Thompson describes Quilter International as “like a mirror image of our existing business, only slightly smaller”.
“So, it’s an absolute classic in market consolidation, where we acquire our probably number one competitor and integrate the two businesses. We use the best products, innovation and distribution and become much more efficient and stronger in each market.
“This means we can offer great service, a good modern pipeline of products and stay ahead of where the markets and regulation are moving.”
Despite the ongoing political tension in Hong Kong, Quilter’s office there made it particularly attractive.
The intention had been to re-establish a presence in the special administrative region after Utmost acquired Generali Worldwide, which had been forced to close to new business as two branches of the same company cannot operate under the same category of licence in Hong Kong.
“We haven’t actually been writing new product in Hong Kong since we bought,” Thompson admits. “So, having a branch which is open with a licence and a modern high net worth product is a good thing.”

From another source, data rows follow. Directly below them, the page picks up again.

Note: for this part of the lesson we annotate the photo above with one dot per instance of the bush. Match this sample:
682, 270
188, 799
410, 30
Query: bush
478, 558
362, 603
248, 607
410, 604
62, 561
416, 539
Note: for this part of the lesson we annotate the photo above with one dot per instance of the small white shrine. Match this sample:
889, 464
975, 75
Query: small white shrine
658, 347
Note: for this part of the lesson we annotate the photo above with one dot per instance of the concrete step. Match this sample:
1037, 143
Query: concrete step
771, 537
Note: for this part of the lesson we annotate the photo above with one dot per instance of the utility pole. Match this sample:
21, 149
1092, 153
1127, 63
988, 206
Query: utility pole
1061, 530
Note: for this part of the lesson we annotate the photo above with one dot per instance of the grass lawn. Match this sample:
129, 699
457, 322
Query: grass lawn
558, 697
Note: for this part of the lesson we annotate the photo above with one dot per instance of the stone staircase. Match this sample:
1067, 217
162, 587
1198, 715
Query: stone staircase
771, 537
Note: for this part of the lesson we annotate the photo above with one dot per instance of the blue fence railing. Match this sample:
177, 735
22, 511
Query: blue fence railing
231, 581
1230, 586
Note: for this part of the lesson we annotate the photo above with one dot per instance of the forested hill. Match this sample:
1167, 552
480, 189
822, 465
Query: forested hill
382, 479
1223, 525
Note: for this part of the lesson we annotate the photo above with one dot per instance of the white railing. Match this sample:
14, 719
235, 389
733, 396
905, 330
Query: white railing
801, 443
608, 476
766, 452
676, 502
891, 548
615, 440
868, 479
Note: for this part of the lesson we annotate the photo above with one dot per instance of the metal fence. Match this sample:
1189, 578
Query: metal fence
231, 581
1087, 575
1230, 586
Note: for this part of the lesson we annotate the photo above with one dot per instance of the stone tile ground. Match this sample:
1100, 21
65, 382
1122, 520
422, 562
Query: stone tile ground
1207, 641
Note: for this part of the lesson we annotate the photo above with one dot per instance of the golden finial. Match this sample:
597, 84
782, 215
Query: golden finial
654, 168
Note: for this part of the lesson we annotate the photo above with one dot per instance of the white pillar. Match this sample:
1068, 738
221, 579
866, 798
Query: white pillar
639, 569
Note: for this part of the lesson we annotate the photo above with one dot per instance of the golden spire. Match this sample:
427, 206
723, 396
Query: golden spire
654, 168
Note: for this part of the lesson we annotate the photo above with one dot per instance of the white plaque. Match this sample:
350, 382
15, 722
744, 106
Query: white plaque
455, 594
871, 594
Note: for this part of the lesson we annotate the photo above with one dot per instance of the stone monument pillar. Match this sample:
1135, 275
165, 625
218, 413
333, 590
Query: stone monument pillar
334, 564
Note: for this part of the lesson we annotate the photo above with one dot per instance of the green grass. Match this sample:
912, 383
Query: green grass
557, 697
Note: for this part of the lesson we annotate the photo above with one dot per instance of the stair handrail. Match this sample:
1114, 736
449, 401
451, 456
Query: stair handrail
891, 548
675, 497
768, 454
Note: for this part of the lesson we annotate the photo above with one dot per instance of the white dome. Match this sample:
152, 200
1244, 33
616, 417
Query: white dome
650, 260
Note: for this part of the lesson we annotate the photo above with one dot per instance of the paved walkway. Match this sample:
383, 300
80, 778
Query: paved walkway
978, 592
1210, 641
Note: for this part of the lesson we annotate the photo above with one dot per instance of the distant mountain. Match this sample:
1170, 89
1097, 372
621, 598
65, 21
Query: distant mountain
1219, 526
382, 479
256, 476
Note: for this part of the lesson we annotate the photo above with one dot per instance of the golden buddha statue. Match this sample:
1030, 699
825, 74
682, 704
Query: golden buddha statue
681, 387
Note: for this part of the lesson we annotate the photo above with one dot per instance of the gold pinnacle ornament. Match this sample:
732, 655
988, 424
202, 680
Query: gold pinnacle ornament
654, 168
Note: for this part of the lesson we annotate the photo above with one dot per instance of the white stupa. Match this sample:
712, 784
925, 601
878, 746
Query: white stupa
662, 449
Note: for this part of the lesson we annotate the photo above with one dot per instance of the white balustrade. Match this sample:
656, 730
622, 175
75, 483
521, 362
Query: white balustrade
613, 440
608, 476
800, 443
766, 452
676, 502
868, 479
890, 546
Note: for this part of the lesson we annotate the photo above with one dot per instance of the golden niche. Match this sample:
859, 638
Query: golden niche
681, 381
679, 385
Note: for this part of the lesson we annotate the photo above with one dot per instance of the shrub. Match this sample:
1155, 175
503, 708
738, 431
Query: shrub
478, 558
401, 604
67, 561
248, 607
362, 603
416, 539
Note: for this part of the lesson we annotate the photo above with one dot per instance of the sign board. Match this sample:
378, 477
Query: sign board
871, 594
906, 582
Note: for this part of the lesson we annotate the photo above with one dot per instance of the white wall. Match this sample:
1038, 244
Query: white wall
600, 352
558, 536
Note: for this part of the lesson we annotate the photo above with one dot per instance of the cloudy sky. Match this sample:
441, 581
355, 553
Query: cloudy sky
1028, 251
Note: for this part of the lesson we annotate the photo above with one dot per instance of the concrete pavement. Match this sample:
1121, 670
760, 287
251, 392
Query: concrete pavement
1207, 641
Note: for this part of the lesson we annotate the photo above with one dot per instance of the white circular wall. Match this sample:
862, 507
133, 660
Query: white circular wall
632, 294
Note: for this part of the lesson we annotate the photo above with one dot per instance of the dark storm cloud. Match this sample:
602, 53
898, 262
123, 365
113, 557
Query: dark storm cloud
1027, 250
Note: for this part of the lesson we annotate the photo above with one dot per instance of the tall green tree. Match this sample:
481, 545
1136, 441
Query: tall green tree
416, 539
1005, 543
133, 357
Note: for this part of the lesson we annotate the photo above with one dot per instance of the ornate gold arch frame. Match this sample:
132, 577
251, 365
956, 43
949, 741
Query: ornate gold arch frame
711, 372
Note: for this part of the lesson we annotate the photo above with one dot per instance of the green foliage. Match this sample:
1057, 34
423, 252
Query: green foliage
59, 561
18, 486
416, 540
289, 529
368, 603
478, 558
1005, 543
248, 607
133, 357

In addition to overlaps in Singapore and the Dubai International Financial Centre (DIFC), the Quilter acquisition will give Utmost a greater foothold in Latin America.
Dearth of products?
One common complaint I hear from financial advisers across the world is that there are too few products and consolidation is removing competition from the market.
Thompson doesn’t agree. “We find these markets incredibly competitive and there are plenty of providers. Margins have been under a lot of pressure.
“As product providers, we struggle to maintain margin, so we do have to get bigger and more efficient and build much stronger brands.
“I think what you’re seeing is the shift away from regular premium products with high commissions to a single premium product with more features and flexibility for the underlying investment solution, adding better value for customers.”
What about the people?
When it comes to combining the businesses, one of the most obvious questions is how the consolidation could affect headcount.
Thompson actually plans to recruit in the UK and Isle of Man.
“Quilter International is dependent on about 200 people in the UK, who are in the heart of Quilter. Some will transfer across with the business and some won’t. So, there will be a run of recruitment over the next six to nine months the support the business.”
When it comes to the overseas branches, he expects there will be some reduction but anticipates, “given that turnover can be quite rapid, that we will deal with that through natural attrition”.
One feature of the Quilter International acquisition that hasn’t happened in Utmost’s previous M&A deals is that it involves an advice firm.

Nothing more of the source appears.